What happened in Texas?

This specific situation happened in Houston, in the Cypress Fairbanks independent school district. The textbook in question was a science textbook, which some people believed needed to have some of its chapters redacted. The chapters that were requested for redaction were about topics including the science of vaccines, climate change, diversity, and other topics. Considering these are in a science textbook, the assumption would be that all topics would be facts. However, some people disagree.

Vector map of the state of Texas in red, white, and blue US flag colors set against a white background.

Due to the many concerns about the chapters in the science textbook, the board of trustees for the district decided to put the motion to a vote. With a 6 to 1 vote, the board approved the motion to redact these chapters from the textbook. The motion passing demonstrates the conservative ideals that Texas is notorious for and how it now affects what students are taught. Censorship can be harmful in society, especially when that censorship impacts potentially useful knowledge.

Texas Freedom to Read Comments

The decision has caused some anger and annoyance by people in the community, both from the school district and from the state of Texas. Specifically, there has been criticism from the Texas Freedom to Read project. This organization, which began in 2023, has recognized the rapidly increasing book banning across Texas and is trying to support the freedom of speech in literature for young people.

Four students listening to a teacher read with books around them on a light blue background with fluffy white clouds.

Laney Hawes, co-founder of the organization, has condemned the Cypress Fairbanks decision.

“To ban entire chapters of textbooks and withhold that information from students is not only unconstitutional,” Hawes stated, “but it is taking away their access to real-life ideas that exist in this world… Access to a diverse and wide range of information is what prepares students to navigate this world successfully.” She continued, “When we ban books and limit students’ ability to access ideas, we are closing doors to their futures.”

The Stats on Book Banning

According to PEN America, 3,362 books were banned in the 2022–2023 school year. Compared to the previous school year, the numbers increased by 33%. That means that the 2023–2024 school year likely saw an even larger number of book bans. Of those book bans, 625 of them happened in Texas, making it the state with the second most bans behind Florida, showing how a situation like this one is becoming all too familiar in Texas.

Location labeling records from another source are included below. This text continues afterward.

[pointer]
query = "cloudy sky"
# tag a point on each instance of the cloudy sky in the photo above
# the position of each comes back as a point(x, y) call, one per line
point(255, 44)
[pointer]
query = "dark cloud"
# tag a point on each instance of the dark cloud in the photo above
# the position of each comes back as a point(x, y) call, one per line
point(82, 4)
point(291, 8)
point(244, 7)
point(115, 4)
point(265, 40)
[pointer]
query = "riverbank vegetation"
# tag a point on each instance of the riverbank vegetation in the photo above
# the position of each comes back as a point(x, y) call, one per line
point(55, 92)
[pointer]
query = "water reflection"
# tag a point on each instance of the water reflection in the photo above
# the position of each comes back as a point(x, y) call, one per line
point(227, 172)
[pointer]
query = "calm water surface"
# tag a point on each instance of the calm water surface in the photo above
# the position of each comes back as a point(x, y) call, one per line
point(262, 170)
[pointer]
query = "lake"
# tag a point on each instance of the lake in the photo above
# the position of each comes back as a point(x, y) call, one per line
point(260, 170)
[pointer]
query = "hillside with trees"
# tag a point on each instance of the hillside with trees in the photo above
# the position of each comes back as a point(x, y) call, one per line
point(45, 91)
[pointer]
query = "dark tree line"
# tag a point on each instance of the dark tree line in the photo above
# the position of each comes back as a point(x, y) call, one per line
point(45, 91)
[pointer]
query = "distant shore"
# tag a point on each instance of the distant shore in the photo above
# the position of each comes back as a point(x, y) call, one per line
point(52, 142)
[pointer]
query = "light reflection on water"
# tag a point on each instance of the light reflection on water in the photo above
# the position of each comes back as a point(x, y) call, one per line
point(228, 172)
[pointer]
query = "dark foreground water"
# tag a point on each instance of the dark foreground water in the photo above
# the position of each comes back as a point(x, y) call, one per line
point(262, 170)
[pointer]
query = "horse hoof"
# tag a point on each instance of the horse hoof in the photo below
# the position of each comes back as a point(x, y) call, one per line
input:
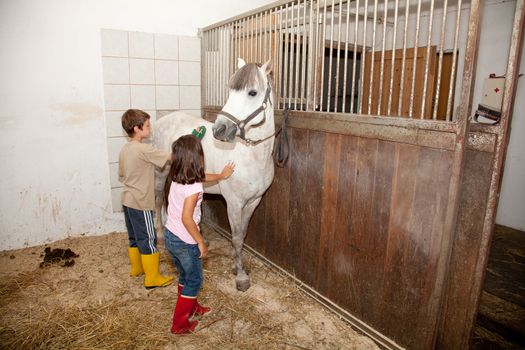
point(242, 285)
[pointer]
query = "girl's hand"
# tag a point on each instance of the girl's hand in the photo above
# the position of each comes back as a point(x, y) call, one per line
point(203, 249)
point(228, 170)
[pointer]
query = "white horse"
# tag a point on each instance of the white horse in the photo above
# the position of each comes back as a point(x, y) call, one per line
point(243, 133)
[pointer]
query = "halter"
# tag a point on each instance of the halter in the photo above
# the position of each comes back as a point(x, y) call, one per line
point(242, 123)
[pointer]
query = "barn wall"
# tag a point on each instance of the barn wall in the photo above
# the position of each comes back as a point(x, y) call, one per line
point(55, 176)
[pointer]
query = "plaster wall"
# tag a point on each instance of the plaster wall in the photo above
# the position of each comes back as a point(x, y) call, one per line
point(54, 152)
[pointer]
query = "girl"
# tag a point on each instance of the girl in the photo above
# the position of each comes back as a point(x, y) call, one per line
point(182, 197)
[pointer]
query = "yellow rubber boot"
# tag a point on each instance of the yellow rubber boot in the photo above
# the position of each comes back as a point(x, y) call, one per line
point(135, 261)
point(153, 278)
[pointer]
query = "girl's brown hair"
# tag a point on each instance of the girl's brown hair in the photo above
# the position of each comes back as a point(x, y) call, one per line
point(187, 166)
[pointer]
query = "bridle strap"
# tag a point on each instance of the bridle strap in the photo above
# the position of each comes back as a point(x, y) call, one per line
point(242, 123)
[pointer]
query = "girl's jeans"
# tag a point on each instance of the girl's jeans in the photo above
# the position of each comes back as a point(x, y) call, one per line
point(186, 258)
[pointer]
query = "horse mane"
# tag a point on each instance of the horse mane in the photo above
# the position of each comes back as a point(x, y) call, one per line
point(247, 77)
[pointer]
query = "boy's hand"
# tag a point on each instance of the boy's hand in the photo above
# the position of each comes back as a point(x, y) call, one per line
point(228, 170)
point(203, 249)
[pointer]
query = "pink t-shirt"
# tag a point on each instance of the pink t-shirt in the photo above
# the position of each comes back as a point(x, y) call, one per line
point(178, 194)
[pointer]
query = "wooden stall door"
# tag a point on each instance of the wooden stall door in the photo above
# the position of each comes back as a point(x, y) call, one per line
point(381, 107)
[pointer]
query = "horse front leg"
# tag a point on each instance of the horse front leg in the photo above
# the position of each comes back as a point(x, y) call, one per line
point(239, 220)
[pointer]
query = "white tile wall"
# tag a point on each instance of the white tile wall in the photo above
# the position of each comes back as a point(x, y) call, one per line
point(189, 49)
point(141, 45)
point(116, 70)
point(114, 43)
point(190, 97)
point(116, 97)
point(143, 96)
point(167, 72)
point(167, 97)
point(166, 46)
point(158, 73)
point(190, 73)
point(114, 146)
point(141, 71)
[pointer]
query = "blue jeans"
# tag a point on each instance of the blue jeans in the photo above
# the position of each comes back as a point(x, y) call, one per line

Pen America Logo as seen on Wikipedia.

The most popularly banned topic is violence, but high on the list of banned topics are LGBTQ and diversity topics, with each topic being the reason for bans 30% of the time, respectively. Usually, the books that are found to be banned are novels, mostly ones that were written with the intention of reaching a young audience. While the banning of textbooks, or sections of textbooks, is a rare occasion, the situation in Houston shows that it is possible and that it could be included in the percentages as the censoring grows.

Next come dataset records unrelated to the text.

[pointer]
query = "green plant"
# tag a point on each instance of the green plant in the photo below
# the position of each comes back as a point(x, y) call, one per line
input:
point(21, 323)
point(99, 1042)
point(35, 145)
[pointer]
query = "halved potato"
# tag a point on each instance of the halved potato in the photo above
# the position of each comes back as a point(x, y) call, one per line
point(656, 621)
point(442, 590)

When information is placed in a textbook, it is usually because that information represents important facts that can be beneficial for a child’s learning experience. The textbook information is the type of information that many students need to know. When information is removed, then that shapes how students see the world. Not including facts about certain topics can have an impact on a student’s ability to embrace information in a meaningful way. Facts should not have an agenda; they should just be presented as facts.